SC Murthy, PH Sorensen, AL Mui and G Krystal

Terry Fox Laboratory, B.C. Cancer Research Centre, Vancouver.

To gain insight into the mechanisms involved in regulating murine interleukin-3 (mIL-3) receptor expression, we have examined the effects of mIL-3 and murine granulocyte-macrophage colony-stimulating factor (mGM-CSF) on mIL-3 receptor internalization and re-expression and studied the relationship between mIL-3 cell surface receptor density and growth factor sensitivity. As a source of cells for our studies, we used a B6SUtA clone, B6SUtA1, which grows equally well in mIL-3 or mGM- CSF when supplemented with 20% fetal calf serum (FCS) in RPMI 1640. Intracellular processing studies carried out in the presence and absence of methylamine suggested that mIL-3 is cleaved at two specific sites before its complete digestion within lysosomes. However, unlike its ligand, cycloheximide studies indicated that internalized mIL-3 receptors are recycled to the cell surface.

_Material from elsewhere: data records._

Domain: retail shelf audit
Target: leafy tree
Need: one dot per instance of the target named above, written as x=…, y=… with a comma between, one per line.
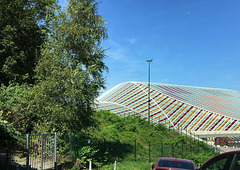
x=69, y=72
x=21, y=37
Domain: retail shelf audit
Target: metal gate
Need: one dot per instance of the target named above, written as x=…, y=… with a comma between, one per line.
x=41, y=151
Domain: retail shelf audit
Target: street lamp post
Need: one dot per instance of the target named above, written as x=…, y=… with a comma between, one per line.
x=149, y=61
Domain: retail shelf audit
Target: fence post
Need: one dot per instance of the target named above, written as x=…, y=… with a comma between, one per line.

When B6SUtA1 cells were continuously passaged in mIL-3, cell populations allowed to exhaust the mIL-3 in the medium (high density cells) expressed more than ten times (ie, approximately 100,000/cell) the mIL-3 receptor number of those growing exponentially at low cell concentrations (low density cells). Since the high density cells were no larger than the low density cells, the marked increase in mIL-3 receptor number per cell reflects a true up-regulation of receptor expression. A kinetic analysis of this up- regulation revealed that it begins within one hour of mIL-3 exhaustion. Moreover, proliferation assays with these two cell populations, using 3H-thymidine incorporation, suggested that the high density cells were 30-fold more responsive to mIL-3. However, when B6SUtA1 cells were passaged in mGM-CSF, there was no difference in mIL-3 receptor number between high density and low density cells (ie, approximately 100,000/cell). Identical studies carried out with another mIL-3 dependent cell line, 32D C3, demonstrated that this phenomenon was not unique to B6SUtA1 cells.